Conservatives Bully L.A. Dodgers Into Dropping Charity Drag Group From Pride Night

Lifestyle

Bowing to pressure from conservatives including Sen. Marco Rubio, the Los Angeles Dodgers announced on Wednesday that they had uninvited an LGBTQ charity and drag performance group from participation in their annual Pride Night. The organization, the Sisters of Indulgence, is an order of “queer and trans nuns” devoted to “community service, ministry and outreach to those on the edges, and to promoting human rights, respect for diversity and spiritual enlightenment,” according to their self-description.

Known for their campy, gender-fluid religious costumes and demonstrations, the Sisters have scandalized Catholics almost from the moment of their inception in 1979. In the Dodgers’ statement, the baseball team alluded to “people who have been offended by the sisters’ inclusion in our evening,” and said that the decision to drop them was made “in an effort not to distract from the great benefits” of the Pride event. The Dodgers’ senior director of public relations declined to comment further.

Earlier this week, Sen. Rubio sent a letter to Major League Baseball Commissioner Rob Manfred, arguing that by honoring “a group of gay and transgender drag performers that intentionally mocks and degrades Christians” with a “Community Hero Award,” the Dodgers were not “inclusive and welcoming to everyone,” as Manfred has said the league should strive to be. He further accused the team of promoting a “woke far-left anti-Catholic agenda.” Conservative outlets such as the New York Post and Fox News also framed the Sisters as anti-Catholic activists — but since their founding, the group has raised well over a million dollars for nonprofits serving communities in need. Rubio took a victory lap after they were cut from the Dodgers’ Pride Night, tweeting, “For once, common sense prevailed in California.”

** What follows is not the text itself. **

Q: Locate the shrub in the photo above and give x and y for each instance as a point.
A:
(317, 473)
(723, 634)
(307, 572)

The Sisters’ Los Angeles Mission, established in 1995, released a statement that said they were “sad to learn the Los Angeles Dodgers have chosen to rescind their award, succumbing to pressure from persons outside of the State of California and outside of our community.” They reaffirmed that their “mission is to uplift our community and all marginalized groups, especially the ones ignored by larger organizations,” noting that the group is “both silly and serious,” using “flamboyance in service to our charity work.”

The statement continued: “We wish to point out that though our LGBTQIA community is currently being assailed by a small group of extremists attempting to roll back society’s progress, they are a tiny minority and do not represent the majority of Americans’ commitment to a country that lives side by side in our great melting pot.” The L.A. mission added that their work speaks for itself and is not done in the interest of “awards or accolades,” but “removing suffering and promulgating joy.”

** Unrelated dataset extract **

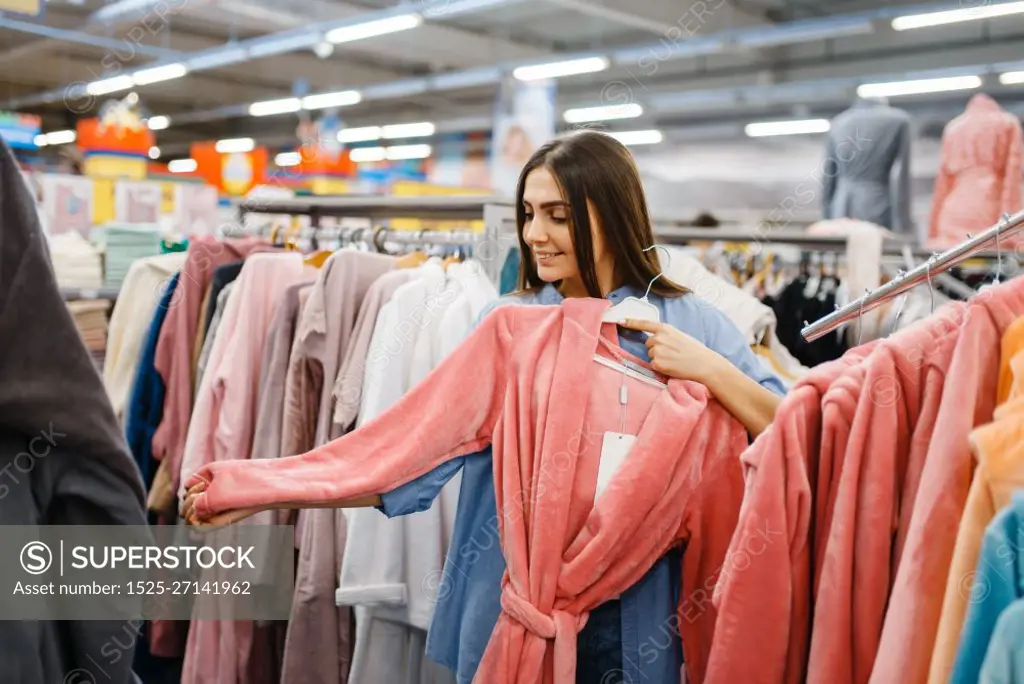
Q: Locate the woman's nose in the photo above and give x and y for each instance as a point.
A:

Although the objections to the Sisters’ inclusion at Pride Night were couched in terms of religious tolerance, it hardly seems coincidental that the group was singled out at a time when the American right has sought to vilify transgender people and drag performances as threats to children and traditional values. (In their response, the Sisters clarified that while their membership is not exclusively trans and encompasses all genders, they “unequivocally support the rights of transgender people.”)

Sister Roma, a drag queen activist who has been with the Sisters since the late 1980s, accused the Dodgers of caving to “pseudo-Christian homophobes,” saying that the “weaponizing of religion is exactly what [the Sisters] have been protesting for decades.” Replying to that tweet, Honey Mahogany, a star of RuPaul’s Drag Race who in 2021 became the first black and trans Chair of the San Francisco Democratic Party, wondered, “why even bother having a Pride night if you’re going to cave to voices of anti-lgbtq hate.”

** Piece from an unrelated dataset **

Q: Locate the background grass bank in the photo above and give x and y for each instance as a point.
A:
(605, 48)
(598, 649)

The Dodgers’ upcoming Pride Night on June 16 — which was unlikely to be attended by homophobes and transphobes in the first place — marks their 10th anniversary of the event, and will feature singer David Archuleta performing the National Anthem. Married former tennis players Billie Jean King and Ilana Kloss, who have a minority stake in the Dodgers, are also to take part in the festivities. It’s unclear whether the team will choose a different recipient for this year’s Community Hero Award now that the Sisters of Perpetual Indulgence have been stripped of the honor.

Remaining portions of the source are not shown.